Thanks for finding out the critic's insight on the ending, Sarah! I completely agree that Shakespeare was trying to create a hook and an element of suspense ending so unresolved and abruptly. Even though its not the most intense suspense, I think it serves its purpose well enough, because I'll admit, I was wondering what happens in the next battle with Mortimer and Glendower.

9:23 PM  
Blogger  said...

At first I thought, OK the ending is nothing special, but then I remembered that this is only Part I of Henry IV so I thought that might explain why it ended the way it did.
I also wondered why Shakespeare would have the King speak last (because doesn't he always have the person that becomes the new king speak last?) But then I remembered the "Part 1" so I then realized that it made sense because he is still the king at the beginning of part 2.

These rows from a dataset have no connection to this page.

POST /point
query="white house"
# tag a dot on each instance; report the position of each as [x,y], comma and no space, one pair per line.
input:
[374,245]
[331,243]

So basically my paraphrase of this scene is, "To be continued - go read Henry IV, Part II."

9:38 PM  
Blogger Matt L said...

3. I didn't mind the last scene. Sure it didn't have overly dramatic final lines or the usual literary fanfare with which we are accustomed. However, it did bring back the motifs of honor, bravery, and family loyalty. It also showed that there is more to the story. A dramatic tragic ending would not fit a history play because history continously unfolds. This ending also has marketing value for Shakespeare's theatre in that it leaves lose ends and people would come to see the conclusion of Henry IV. (I, a self proclaimed Shakespeare hater wouldn't mind reading part two in order to find out how the story ends.) This cliffhanger I guess is what is responsible for my questions. Why would Hal's brother appear only in this scene? And why is Douglass forgiven while the others are not?